A. State Law Plaintiffs’ Class Action

These cases began after an intensive private investigation, conducted by Co-Lead Counsel for the State Law Plaintiffs in June 1998, two months before the first class action case was filed. Lowey Dannenberg Bemporad & Selinger (“LDBS”) was informed of the existence of the September 1997 HMRI/ Andrx Agreement by a confidential source in June 1998. Thereafter, LDBS engaged in an intensive pre-litigation investigation of factual and legal issues relevant to this litigation. (Pls.’s Motion, 9/22/03 Lowey Decl. (describing in detail pre-litigation investigation).) In August 1998, Norman Morris, a California pharmacist, and Betty Morris, his wife who was a consumer of Cardizem CD, retained LDBS and Co-Lead Counsel Berman DeValerio Pease Tabacco Burt & Pucillo (“BDPT”) to commence the first lawsuit related to the September 1997 HMRI/Andrx Agreement. LDBS and BDPT filed a comprehensive California state law complaint on the Morris’s behalf in California state court on August 20, 1998 as a putative class action (the “Betnor action”). The following day, The Wall Street Journal published a story concerning the Betnor complaint. This publicity led to inquiries to Co-Lead Counsel from in-house counsel at Aetna and Cobalt (formerly known as “United Wisconsin Services”), the parent company of Wisconsin Blue Cross, about the possibility of their serving as class representative plaintiffs.

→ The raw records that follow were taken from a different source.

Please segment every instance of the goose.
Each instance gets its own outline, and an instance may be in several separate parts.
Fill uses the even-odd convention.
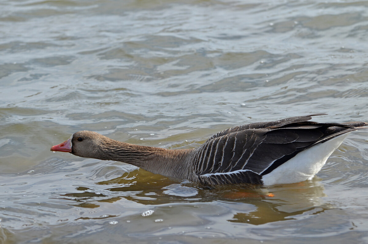
[[[316,114],[240,125],[200,146],[167,150],[138,146],[83,130],[50,150],[119,161],[155,174],[205,185],[272,185],[311,179],[351,132],[368,125],[309,121]]]

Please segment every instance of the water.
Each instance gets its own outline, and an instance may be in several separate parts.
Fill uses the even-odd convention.
[[[0,6],[0,243],[368,242],[368,131],[312,180],[255,189],[49,151],[85,129],[189,148],[256,121],[366,121],[367,2]]]

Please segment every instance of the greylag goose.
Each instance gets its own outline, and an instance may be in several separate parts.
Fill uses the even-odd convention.
[[[166,150],[121,142],[98,133],[74,133],[50,150],[120,161],[155,174],[205,184],[266,185],[310,179],[350,132],[368,125],[309,121],[311,114],[228,129],[199,147]]]

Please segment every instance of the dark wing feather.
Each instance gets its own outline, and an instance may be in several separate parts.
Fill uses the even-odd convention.
[[[311,116],[321,114],[254,123],[219,132],[197,148],[195,174],[199,181],[207,184],[260,184],[262,175],[300,151],[368,124],[308,121]]]
[[[312,119],[312,116],[316,116],[318,115],[326,115],[327,114],[310,114],[308,115],[304,115],[303,116],[297,116],[295,117],[291,117],[290,118],[283,119],[280,120],[275,121],[267,121],[264,122],[257,122],[252,123],[250,124],[243,125],[230,128],[229,129],[224,130],[222,131],[215,134],[207,140],[206,142],[209,142],[212,140],[217,137],[220,137],[222,136],[229,135],[235,132],[240,131],[244,130],[247,130],[252,129],[262,129],[265,128],[272,128],[273,127],[279,127],[287,125],[290,124],[301,123],[305,122]],[[311,123],[311,122],[309,122]],[[312,122],[312,123],[315,123],[315,122]]]

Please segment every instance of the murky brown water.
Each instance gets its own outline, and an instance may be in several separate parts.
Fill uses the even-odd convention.
[[[368,131],[312,180],[256,189],[49,151],[81,130],[185,148],[256,121],[366,121],[367,3],[1,1],[0,243],[368,243]]]

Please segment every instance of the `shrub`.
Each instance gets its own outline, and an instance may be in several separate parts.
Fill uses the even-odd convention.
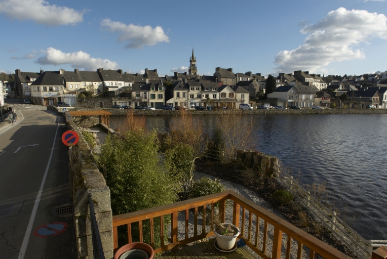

Within several months, actions were filed in 11 different states and the District of Columbia. All were filed in state courts, under state antitrust and related laws, by consumers and health insurers. In late 1998 and early 1999, various wholesalers, or retailers who had obtained assignments of claims from wholesalers, filed direct purchaser class actions under the Sherman Antitrust Act, reiterating the allegations of the Betnor complaint, but asserting federal antitrust claims not available to the State Law Plaintiffs who [512]*512were indirect purchasers of Cardizem CD. See Illinois Brick Co. v. Illinois, 431 U.S. 720, 97 S.Ct. 2061, 52 L.Ed.2d 707 (1977).

Ultimately, State Law Plaintiffs filed 19 separate state law actions in 12 different states and the District of Columbia. In every case, Defendants removed the cases to the federal courts situated in the district where the state court actions were filed. In every instance, State Law Plaintiffs filed motions to remand the actions to the state courts in which they originated. Throughout late 1998 and early 1999, State Law Plaintiffs litigated issues of federal subject matter jurisdiction related to removal and remand in federal district courts throughout the United States. Prior to centralization of these cases in this Court by the Judicial Panel on Multidistrict Litigation (“JPML”) in June 1999, federal district courts in California, the District of Columbia, Michigan, and Minnesota denied motions to remand. The District of Kansas granted a motion for remand in the case pending before it, and that case has proceeded on a parallel track with the actions before this Court under the supervision of Co-Lead Counsel. All other remand motions were heard by this Court after their transfer by the JPML.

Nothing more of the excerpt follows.